O pescador, tremendo de raiva, por ter sido tão humilhado, voltou à beira da Praia Linda, que de praia linda agora só tinha o nome e chamou pela carapeba-fada como de costume.
- Carapeeeeeeeeeeebaaaaaaaaa! Carapeeeeeeeba-encantada! Cresça e apareça pra eu te ver!
- Chamou amigo pescador?
Indagou a carapeba pondo a cabeça pra fora d’água, que nem era mais água, mas lama pura, uma lama grudenta, fétida e infestada com o perverso vibrião da dengue, mais os mortíferos vírus das piores doenças infecto-contagiosas do mundo.
- Lamento importuná-la mais uma vez dona carapeba-fada-madrinha, mas minha mulher quer um condomínio fechado com trinta mansões dentro, só pra nós.

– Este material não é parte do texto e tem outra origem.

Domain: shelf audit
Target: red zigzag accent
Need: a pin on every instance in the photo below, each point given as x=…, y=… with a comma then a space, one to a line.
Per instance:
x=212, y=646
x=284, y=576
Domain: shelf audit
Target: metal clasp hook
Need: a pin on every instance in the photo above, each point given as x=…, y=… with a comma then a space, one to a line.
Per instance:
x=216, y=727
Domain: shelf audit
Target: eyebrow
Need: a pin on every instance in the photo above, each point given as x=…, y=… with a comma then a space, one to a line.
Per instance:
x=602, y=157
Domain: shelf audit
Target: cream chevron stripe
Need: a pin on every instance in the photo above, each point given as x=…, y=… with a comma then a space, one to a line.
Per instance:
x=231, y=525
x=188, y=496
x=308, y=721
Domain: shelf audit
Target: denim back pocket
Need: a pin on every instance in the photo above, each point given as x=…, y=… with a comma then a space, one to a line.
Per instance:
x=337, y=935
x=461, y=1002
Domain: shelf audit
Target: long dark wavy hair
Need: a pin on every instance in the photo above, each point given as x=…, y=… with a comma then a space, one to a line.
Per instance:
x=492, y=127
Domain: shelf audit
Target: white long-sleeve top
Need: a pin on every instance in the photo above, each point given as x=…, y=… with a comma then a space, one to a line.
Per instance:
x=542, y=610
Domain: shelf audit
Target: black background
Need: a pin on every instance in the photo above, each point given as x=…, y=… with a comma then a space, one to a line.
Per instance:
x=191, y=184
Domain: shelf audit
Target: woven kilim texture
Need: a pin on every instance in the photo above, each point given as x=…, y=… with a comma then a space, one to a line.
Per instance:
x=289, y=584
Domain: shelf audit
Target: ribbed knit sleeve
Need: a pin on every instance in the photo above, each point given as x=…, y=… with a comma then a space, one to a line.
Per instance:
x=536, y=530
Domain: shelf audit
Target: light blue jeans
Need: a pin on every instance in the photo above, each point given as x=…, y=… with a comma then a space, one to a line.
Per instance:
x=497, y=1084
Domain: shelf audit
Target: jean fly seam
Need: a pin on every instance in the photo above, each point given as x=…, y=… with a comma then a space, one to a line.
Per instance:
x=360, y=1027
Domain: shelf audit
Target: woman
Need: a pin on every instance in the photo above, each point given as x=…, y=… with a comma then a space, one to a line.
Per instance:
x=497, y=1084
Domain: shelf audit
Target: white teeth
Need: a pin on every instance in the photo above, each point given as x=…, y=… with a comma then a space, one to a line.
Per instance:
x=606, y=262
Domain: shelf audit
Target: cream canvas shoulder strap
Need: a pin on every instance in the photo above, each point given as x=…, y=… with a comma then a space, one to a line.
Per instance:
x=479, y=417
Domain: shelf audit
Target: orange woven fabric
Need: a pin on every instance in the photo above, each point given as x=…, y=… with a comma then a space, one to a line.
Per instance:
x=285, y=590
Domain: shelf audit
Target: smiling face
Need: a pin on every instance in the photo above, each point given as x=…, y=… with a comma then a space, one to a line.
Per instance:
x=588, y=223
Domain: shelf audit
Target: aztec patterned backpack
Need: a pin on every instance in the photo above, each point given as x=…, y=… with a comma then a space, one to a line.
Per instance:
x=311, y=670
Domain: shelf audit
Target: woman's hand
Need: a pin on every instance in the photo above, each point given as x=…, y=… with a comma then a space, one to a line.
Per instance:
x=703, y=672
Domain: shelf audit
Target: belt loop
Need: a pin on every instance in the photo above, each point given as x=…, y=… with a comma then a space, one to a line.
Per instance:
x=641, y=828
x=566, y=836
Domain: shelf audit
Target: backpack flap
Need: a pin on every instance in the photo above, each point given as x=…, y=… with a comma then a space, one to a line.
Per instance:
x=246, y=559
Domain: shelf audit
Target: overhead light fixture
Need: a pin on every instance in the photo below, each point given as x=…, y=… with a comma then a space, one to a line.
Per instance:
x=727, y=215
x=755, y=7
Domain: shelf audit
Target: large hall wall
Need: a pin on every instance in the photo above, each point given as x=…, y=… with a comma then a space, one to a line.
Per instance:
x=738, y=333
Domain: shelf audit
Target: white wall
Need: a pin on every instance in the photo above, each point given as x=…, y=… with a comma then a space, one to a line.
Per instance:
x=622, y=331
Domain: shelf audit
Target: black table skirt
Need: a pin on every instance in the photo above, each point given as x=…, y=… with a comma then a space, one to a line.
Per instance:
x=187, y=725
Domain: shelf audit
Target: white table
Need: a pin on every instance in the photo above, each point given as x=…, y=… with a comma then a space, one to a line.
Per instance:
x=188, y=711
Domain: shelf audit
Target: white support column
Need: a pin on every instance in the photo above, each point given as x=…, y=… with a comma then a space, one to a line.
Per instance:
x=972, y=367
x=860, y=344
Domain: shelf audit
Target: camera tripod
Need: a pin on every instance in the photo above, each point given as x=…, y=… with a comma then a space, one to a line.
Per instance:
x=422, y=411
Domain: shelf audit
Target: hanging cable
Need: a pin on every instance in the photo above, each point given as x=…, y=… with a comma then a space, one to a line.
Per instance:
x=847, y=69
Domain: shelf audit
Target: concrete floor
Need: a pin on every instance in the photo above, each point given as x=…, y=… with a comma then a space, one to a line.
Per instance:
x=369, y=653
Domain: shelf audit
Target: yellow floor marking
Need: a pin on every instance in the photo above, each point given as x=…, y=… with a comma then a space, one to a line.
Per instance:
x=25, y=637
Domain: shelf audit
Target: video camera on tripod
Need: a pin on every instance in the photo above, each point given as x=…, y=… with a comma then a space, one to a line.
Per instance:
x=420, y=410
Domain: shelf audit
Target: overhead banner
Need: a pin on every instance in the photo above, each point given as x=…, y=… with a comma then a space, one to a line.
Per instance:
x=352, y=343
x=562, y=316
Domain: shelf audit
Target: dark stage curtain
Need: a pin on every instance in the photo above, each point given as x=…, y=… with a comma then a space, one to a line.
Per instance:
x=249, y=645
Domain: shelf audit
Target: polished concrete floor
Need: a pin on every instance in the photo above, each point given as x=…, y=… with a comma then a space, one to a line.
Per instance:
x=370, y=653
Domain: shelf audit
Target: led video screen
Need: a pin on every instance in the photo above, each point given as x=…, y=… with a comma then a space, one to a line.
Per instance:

- Pode voltar pra junto da sua mulher, amigo pescador, que você irá encontrá-la dentro da cabana infecta e suja do início da estória, vestida com seu antigo vestido de brim vagabundo.
fim
Passamos a semana de 10 a 17 de março, amigos, eu e minha querida “Estrela d’Alva”, velejando dentro da, antes maravilhosamente bela lagoa de Araruama e pensando nesta triste estorinha, traduzida muito livremente por mim, da versão francesa do conto “O pescador e sua mulher” dos irmãos Grimm.